Ada banyak tempat bagi para lelaki di Jakarta untuk sekadar melepas dahaga seksual pada lawan jenis. Salah satunya di Apartemen Kalibata City saat malam hari.
Jakarta, Lontar.id – Dari malam ke pagi, para Pekerja Seks Komersial (PSK) seakan tak berhenti menjajakan dirinya. Ada banyak lokasi di Jakarta yang mudah terdeteksi hanya dengan aplikasi messenger. Contohnya, saat tim Lontar.id mengaktifkan aplikasi pertemanan WeChat pertengahan Februari 2019 lalu di apartemen Kalibata City (Kalcit), Jakarta Selatan. Pesan siar mereka langsung tersebar. Tawaran Open BO atau Booking Out/Order langsung menyasar.
Mereka punya slot. Mayoritas dari mereka, punya lima kesempatan per hari. Maksudnya, lima kali “main”. Rata-rata harga yang dipatoknya beragam.
Baca Juga: Membaca Assikalaibineng, Kitab Persetubuhan Bugis
Malam harinya, Tim mencoba untuk menghubungi mereka dan coba menerka, harga terendah dari sekali servis mereka dalam kamar. Penawaran pertama yang disodorkan yakni Rp1,5 juta.
Harga yang cukup besar bagi para pemuda biasa.

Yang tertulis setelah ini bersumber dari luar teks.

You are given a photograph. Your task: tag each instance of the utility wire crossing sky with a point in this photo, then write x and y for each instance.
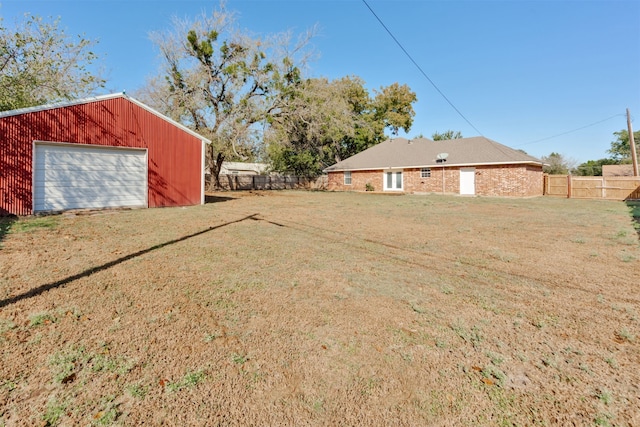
(548, 76)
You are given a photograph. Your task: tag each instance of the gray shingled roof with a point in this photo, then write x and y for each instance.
(422, 152)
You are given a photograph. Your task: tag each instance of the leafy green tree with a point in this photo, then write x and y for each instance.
(394, 107)
(621, 149)
(447, 135)
(332, 120)
(593, 167)
(308, 136)
(557, 164)
(223, 83)
(40, 63)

“Ini mah udah kecil, Kak. Ini sudah full servis,” begitu isi pesannya, saat sudah ditawar, saat tim bilang kalau itu kemahalan.
Akhirnya, tim terus-menerus membujuknya sampai dapat titik terendah. Tentu saja dengan berdiskusi dengan orang-orang yang tinggal di sekitar, atau yang sering mengunjungi Kalcit untuk sekadar kongko, atau ikut bertualang asmara semalam.

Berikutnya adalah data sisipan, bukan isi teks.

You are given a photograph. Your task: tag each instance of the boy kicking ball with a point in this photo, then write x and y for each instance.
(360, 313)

“Rp300 ribu paling rendah, kawan.”
Seorang sumber yang sering memakai jasa para perempuan tunasusila menjelaskan hal itu pada tim. Hanya itu. Ia tidak menjelaskan lebih lanjut soal aturan main saat sudah sepakat soal harga.
Baca Juga: Pengalaman Saya Mendapatkan Pelecehan Seksual di Tanah Suci
Tim akhirnya mendapat data awal dan langsung mencoba untuk mengecek kebenaran informasi. Benar saja, tak butuh waktu lama untuk negosiasi harga. Namanya inisial D, ia bilang malam itu tim menjadi pelanggan terakhir.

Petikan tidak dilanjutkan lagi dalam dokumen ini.